The USA PATRIOT Act gave broad new powers to federal law enforcement in the areas of eavesdropping and electronic surveillance, search and seizure, money laundering, criminal and civil asset forfeiture, information sharing (e.g., erosion of wiretap and grand jury secrecy rules), and detention of non-citizens.
To determine whether these powers are being exercised in a responsible manner or whether they are being abused, and therefore need to be curtailed, public disclosure and oversight is essential. This accountability is enhanced by defense lawyers, many of whom have already brought their cases of abuse to public light.
While my client has been completely absolved of any wrongdoing or connection to the acts of terrorism, I am still prohibited by court order from discussing certain aspects of the case. The extraordinary secrecy which has characterized the post-9/11 investigation has made it difficult for defense lawyers to discuss the facts surrounding their clients’ detentions and impossible for the public to gain a complete picture of the government’s tactics.

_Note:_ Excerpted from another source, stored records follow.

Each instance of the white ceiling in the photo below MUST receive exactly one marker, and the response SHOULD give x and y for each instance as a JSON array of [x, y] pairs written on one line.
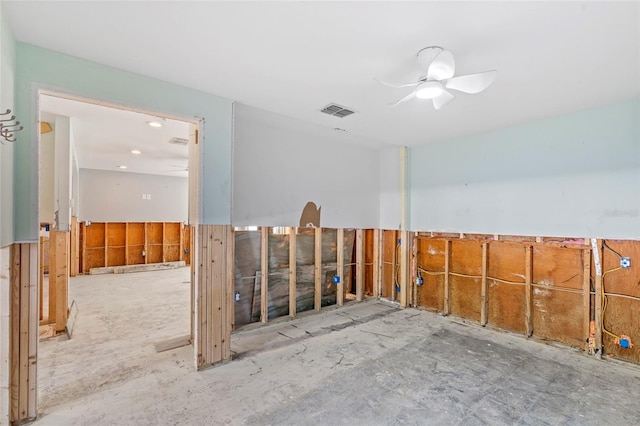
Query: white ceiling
[[294, 58], [104, 138]]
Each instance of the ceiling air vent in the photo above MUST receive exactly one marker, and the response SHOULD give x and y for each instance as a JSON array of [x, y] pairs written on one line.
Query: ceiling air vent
[[179, 141], [337, 110]]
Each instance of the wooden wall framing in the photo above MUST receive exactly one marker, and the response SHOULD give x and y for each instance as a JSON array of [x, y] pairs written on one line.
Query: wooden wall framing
[[214, 294], [132, 243], [546, 288], [24, 315]]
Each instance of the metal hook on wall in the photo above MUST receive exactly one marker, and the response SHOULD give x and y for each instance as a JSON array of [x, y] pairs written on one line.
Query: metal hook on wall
[[7, 131]]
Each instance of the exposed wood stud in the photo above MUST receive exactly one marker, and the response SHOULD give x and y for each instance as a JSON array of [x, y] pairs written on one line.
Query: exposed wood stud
[[317, 299], [264, 277], [340, 268], [164, 242], [598, 297], [74, 242], [359, 265], [484, 308], [14, 357], [586, 289], [447, 261], [395, 277], [228, 300], [528, 289], [41, 281], [33, 331], [377, 262], [293, 273], [414, 269], [405, 279], [146, 242]]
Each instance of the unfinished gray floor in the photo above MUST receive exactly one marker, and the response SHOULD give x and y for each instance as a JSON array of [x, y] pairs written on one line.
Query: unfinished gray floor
[[365, 364]]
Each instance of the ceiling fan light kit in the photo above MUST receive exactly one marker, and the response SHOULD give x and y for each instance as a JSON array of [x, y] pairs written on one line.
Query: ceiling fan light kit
[[429, 90], [439, 66]]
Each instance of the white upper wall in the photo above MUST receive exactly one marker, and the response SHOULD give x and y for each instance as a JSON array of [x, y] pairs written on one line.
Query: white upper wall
[[107, 196], [7, 65], [279, 164], [575, 175], [390, 188]]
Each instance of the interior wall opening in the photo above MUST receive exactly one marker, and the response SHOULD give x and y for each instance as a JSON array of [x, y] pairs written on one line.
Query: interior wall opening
[[116, 248]]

Many of my colleagues who represent past or current detainees share my view that this veil of secrecy serves only to shield the government from criticism.

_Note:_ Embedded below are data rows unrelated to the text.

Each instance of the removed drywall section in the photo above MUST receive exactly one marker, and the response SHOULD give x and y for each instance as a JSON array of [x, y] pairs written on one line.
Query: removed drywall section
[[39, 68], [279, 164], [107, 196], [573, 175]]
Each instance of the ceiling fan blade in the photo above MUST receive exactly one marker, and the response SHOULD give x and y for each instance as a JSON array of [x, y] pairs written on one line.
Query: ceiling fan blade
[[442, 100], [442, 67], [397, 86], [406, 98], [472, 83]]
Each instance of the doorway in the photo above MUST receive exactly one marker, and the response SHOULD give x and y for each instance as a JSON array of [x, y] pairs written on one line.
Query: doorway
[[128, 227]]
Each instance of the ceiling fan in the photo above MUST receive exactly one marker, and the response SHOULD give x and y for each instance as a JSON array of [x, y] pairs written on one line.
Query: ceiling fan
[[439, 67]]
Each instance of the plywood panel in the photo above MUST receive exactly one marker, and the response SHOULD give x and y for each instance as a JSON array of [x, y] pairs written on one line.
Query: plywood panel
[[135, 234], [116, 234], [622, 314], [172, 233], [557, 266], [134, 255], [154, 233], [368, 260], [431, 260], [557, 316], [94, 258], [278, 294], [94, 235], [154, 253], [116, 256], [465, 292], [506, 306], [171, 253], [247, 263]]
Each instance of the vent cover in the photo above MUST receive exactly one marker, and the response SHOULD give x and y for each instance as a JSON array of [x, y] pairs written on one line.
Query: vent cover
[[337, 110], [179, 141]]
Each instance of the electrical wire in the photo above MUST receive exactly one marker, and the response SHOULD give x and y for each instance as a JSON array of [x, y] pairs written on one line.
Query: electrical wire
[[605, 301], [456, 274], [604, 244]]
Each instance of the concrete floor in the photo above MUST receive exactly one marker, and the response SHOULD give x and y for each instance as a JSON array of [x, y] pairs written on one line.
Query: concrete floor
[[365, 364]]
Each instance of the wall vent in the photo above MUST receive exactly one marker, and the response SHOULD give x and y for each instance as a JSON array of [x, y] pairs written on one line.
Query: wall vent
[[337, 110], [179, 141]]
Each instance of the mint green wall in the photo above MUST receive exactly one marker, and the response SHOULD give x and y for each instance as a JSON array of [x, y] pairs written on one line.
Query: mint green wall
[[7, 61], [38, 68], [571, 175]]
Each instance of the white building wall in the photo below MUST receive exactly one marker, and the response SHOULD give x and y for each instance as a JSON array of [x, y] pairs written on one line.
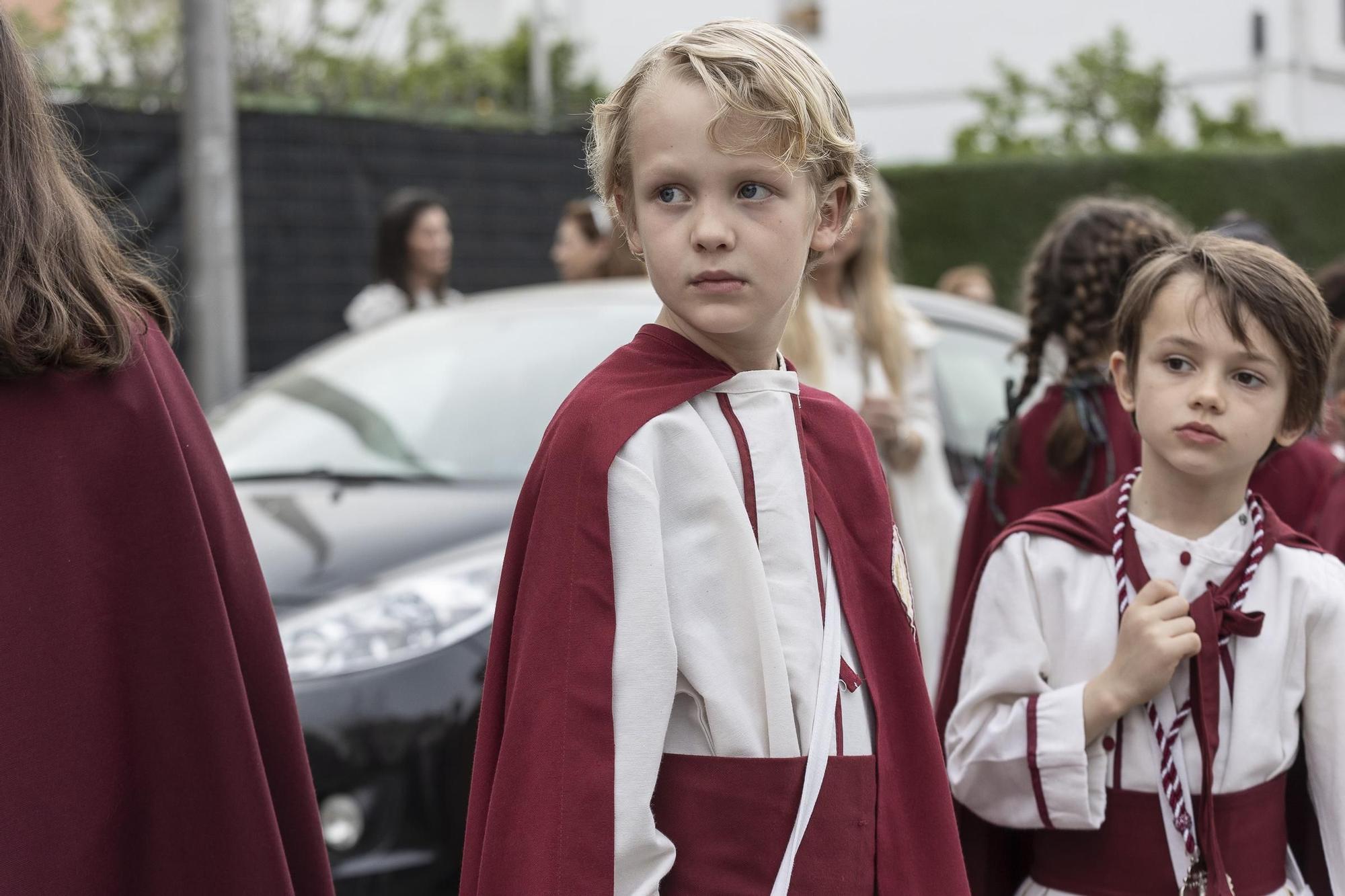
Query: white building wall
[[907, 64]]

Before concluding, I would like to discuss one more issue, which is closely related to the denial of access to counsel. On October 31, the Federal Bureau of Prisons published notice in the Federal Register of a new rule giving the Federal government authority to monitor communications between people in Federal custody and their lawyers if the Attorney General deems it “reasonably necessary in order to deter future acts of violence of terrorism.”
Instead of obtaining a court order, the Attorney General need only certify that “reasonable suspicion exists to believe that an inmate may use communications with attorneys or their agents to facilitate acts of terrorism.” Until now, communications between inmates and their attorneys have been exempt from the usual monitoring of other calls and visits at the 100 federal prisons around the country.
NACDL joins the American Bar Association and the vast majority of the legal profession in denouncing this new policy. The attorney-client privilege — “the oldest of the privileges for confidential communications known to the common law” — is the most sacred of all the legally recognized privileges.
Its root purpose is “to encourage full and frank communications between attorneys and their clients and thereby promote broader public interests in the observance of law and administration of justice. The privilege recognizes that sound legal advice or advocacy serves public ends and that such advice or advocacy depends upon the lawyer’s being fully informed by the client.” Upjohn Co. v. United States, 449 U.S. 383, 389 (1981).
Based on my 32-years experience, defending persons from all walks of life, I can tell you that the crucial bond of trust between lawyer and client is hard-won and easily worn. This is particularly true when the attorney must bridge cultural, ethnic and language differences.
Any interference from the government can permanently damage this relationship, threatening the defendant’s representation and the public’s interest in a just and fair outcome — not to mention the government’s interest in obtaining cooperation in its investigations. In all likelihood, the mere specter of monitoring will complicate the already difficult endeavor of communicating effectively with incarcerated clients and will chill the delicate relationship between the accused and his advocate.